Akira and the Art of AdaptationPosted: January 25, 2014
In case you hadn’t heard, word came down yesterday that Rupert Sanders is attached to direct the live-action American redo of Ghost in the Shell. Given that Sanders has only directed one movie (Snow White and the Huntsmen) and is known as much for his affair with Kristen Stewart as anything else, it’s a move that screams “unmotivated corporate cash-in!” And I have no reason to think Sanders won’t do a decent job, but he also doesn’t seem like the sort of filmmaker that has a really unique stamp to put on any given project; he seems more the sort to just take work-for-hire jobs and then execute them as well as possible. And in thinking about this, I was reminded of all the hoopla and vitriol surrounding the recent attempts at a live-action Akira, and found myself reconsidering the unending difficulty of how to make adaptations work. So if you’ll permit me, I’ll explore that topic after the jump:
It’s worth pointing out that doing an American Ghost in the Shell should be a relatively straightforward process. Aside from some musings on the nature of the soul and cyborgs (which can be tackled in any culture in any medium), it’s mostly just a futuristic police procedural, and as far as animes go it should be a easy transition into the Hollywood blockbuster formula. Akira, on the other hand, is a much deeper and more thematic narrative, that is so married to the cultural context in which it was created, that any attempt to Americanize it is fraught with great peril.
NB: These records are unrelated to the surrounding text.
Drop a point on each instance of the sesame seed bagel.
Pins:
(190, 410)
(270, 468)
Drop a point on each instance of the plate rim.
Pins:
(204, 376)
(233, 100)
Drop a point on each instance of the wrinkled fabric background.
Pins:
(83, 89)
Having said that, I don’t think it’s impossible; it just requires a level of forethought and personality that a Hollywood studio is not going to bother with. Realistically, it requires a high-level distinctive filmmaker with a clear voice and vision of what to do with the narrative; y’know, the kind of filmmaker that would probably know better than to try and redo Akira in the first place. But even in that case, there is a great deal to consider. Akira is so built on its origins (1980s Japan, a country still scarred by the atom bomb, anxious about its youth and seeing a resurgence of militant nationalism) that trying to remove the story from that context is very likely a fool’s errand. It’s an issue that highlights the distinction between narrative and theme, and whether the two can be separated without completely changing the property (and how much change is acceptable for an adaptation).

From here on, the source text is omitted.